3) UNITED STATES OF AMERICA
9,161,923 sq km

4) CANADA
land: 9,093,507 sq km

Overal:

Largest Countries by TOTAL AREA (WATER+LAND)

1) RUSSIAN FEDERATION

total: 17,075,200 sq km
land: 16,995,800 sq km
water: 79,400 sq km

2) CANADA

total: 9,984,670 sq km
land: 9,093,507 sq km
water: 891,163 sq km

3) UNITED STATES OF AMERICA

total: 9,631,418 sq km
land: 9,161,923 sq km
water: 469,495 sq km
note: includes only the 50 states and District of Columbia
(THIS INCLUDES ALASKA AND HAWAII)

4) PEOPLE'S REPUBLIC OF CHINA

total: 9,596,960 sq km
land: 9,326,410 sq km
water: 270,550 sq km

Conclusion

So you can see the idea that Canada is bigger than China and the US is based solely on the fact that it claims sovereignty over more WATER than land! The USA Is only bigger than China if you include Territorial Seas. (having more coastline means more territorial seas can be claimed)

source:http://dot.kde.org/1061298049/1061318367/1105675454/


----------



## GrigorisSokratis (Apr 6, 2005)

Hi, glad to hear it somewhat helped.

Now let's see, as for the Greece's land area it's 132,542 without counting the inner sea hydrographical areas (attention not territorial seas) like big parts of the Aegean, the Korinthiakos and Patraikos gulf and such, that is not the case of the Ionian territorial waters that are not counted of course in neither of the two measuring methods since they're not considered as "inner". Another discussion is the Ambrakikos Gulf, which is so inclosed that is sometimes considered as a lake (it actually has in half-sweet water and sometimes it becomes completelly sweet). That's why as far as the old method land area refers you will find numbers like the 70's 131,944 not including some gained territories to the sea increasing that number to 131,957 and finally 131,990, as for the 1,140 sq you mentioned they're just lakes and rivers, so when adding the Ambrakikos gulf (which is a lake as much as the Erie) the number with the old methods goes to 132,542. Witht he new method due to Greece's highly complex geography it goes up to 309,050.

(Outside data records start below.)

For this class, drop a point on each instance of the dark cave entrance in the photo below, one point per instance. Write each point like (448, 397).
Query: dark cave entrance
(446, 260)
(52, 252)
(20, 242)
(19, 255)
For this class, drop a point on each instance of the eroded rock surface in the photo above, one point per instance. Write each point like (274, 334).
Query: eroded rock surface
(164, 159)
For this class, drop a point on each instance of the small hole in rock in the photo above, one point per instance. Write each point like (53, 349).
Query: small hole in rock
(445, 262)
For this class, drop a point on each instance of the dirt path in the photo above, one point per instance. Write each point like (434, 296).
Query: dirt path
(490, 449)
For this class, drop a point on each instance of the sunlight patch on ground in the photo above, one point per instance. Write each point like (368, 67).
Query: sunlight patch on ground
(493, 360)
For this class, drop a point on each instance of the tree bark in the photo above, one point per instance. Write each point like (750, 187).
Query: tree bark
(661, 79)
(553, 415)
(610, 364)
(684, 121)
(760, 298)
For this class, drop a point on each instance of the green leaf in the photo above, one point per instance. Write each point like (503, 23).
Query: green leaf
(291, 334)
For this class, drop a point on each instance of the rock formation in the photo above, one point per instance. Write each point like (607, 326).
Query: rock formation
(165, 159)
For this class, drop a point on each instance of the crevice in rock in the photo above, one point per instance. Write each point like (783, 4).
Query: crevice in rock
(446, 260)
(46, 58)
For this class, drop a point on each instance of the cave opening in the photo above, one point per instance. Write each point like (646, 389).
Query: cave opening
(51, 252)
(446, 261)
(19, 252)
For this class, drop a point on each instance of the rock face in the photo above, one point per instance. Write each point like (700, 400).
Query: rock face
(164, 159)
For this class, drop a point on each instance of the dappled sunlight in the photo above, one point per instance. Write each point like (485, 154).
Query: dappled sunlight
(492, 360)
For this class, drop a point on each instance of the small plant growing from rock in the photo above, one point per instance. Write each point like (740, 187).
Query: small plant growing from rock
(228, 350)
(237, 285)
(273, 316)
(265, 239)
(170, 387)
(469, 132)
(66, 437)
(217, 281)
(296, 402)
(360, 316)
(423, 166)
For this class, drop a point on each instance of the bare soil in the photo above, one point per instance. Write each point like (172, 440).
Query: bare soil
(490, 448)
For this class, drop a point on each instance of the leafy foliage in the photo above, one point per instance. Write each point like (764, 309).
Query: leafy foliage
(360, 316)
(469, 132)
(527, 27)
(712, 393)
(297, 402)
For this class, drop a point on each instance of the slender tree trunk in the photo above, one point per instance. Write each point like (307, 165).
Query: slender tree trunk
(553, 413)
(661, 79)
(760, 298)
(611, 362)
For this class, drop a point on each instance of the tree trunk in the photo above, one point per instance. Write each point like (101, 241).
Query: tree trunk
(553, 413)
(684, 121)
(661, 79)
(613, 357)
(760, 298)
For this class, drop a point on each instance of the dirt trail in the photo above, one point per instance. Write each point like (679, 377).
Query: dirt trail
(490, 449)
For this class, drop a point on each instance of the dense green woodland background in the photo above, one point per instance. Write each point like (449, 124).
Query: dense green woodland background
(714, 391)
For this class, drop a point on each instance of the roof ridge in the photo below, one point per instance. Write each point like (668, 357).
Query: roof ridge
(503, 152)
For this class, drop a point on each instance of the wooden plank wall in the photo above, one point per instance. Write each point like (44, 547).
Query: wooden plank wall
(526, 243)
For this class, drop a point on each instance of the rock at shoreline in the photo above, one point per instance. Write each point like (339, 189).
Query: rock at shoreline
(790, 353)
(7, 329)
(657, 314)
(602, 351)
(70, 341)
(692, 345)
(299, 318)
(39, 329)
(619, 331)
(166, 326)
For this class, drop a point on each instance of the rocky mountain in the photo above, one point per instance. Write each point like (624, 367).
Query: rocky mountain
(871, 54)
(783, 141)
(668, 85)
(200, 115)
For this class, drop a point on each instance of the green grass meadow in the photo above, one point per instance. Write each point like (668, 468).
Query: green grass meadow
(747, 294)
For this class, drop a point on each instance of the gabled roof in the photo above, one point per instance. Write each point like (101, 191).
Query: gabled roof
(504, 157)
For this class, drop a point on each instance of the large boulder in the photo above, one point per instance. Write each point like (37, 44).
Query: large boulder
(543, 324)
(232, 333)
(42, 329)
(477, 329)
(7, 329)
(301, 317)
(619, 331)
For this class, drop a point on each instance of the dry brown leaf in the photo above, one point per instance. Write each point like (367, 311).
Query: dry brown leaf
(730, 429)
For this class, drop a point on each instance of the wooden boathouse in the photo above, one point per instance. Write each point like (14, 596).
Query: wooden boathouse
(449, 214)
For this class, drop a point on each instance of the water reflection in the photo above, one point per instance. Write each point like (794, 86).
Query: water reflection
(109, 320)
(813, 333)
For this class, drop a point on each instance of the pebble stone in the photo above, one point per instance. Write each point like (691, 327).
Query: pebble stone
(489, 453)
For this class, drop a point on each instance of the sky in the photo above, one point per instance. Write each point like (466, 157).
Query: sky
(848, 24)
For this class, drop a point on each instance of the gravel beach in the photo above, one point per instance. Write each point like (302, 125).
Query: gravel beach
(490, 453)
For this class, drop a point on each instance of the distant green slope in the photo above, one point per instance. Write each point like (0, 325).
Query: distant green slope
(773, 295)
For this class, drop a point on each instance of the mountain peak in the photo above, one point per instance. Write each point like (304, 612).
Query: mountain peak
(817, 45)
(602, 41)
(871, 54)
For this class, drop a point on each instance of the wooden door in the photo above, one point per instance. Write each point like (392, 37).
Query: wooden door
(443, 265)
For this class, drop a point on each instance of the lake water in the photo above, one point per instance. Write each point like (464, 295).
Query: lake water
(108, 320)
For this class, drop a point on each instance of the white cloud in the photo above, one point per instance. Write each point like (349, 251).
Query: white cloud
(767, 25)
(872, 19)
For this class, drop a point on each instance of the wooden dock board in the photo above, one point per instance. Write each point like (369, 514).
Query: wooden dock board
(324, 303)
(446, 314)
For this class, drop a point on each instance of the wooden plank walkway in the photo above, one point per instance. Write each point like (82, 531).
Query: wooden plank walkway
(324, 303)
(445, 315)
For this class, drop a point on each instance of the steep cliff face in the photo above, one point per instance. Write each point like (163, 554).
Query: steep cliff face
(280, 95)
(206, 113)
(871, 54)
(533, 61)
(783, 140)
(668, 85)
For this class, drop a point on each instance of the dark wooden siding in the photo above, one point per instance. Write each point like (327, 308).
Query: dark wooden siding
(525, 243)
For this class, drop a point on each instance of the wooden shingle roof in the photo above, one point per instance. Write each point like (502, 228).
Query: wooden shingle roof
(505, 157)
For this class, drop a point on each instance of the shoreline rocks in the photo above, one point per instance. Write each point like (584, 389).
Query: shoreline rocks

Now as for Canada yes, with the old method it's 9,984,670 sq kms (including lakes and rivers fresh water areas) that's 891,163 km² (though it doesn't include some small disputed water territories, which as far as CIA worldfactbook are considered as American and added to the US land area, and off the record though biased from CIA's part I agree in that with the factbook, but that's another history related story, an issue we could discuss in other occasion). Now about the 1 million sq kms of inland marine waters of Canada I mentioned above in my previous post, they're actually around 1.23 million and it doesn't include the Beaufort Sea and Strait of Juan de Fuca which would put the new method land area a little higher, nonetheless with the new method Canada's land area goes up to the 11,224,300 sq kms (according to my bibliographical data), Huge eh?!.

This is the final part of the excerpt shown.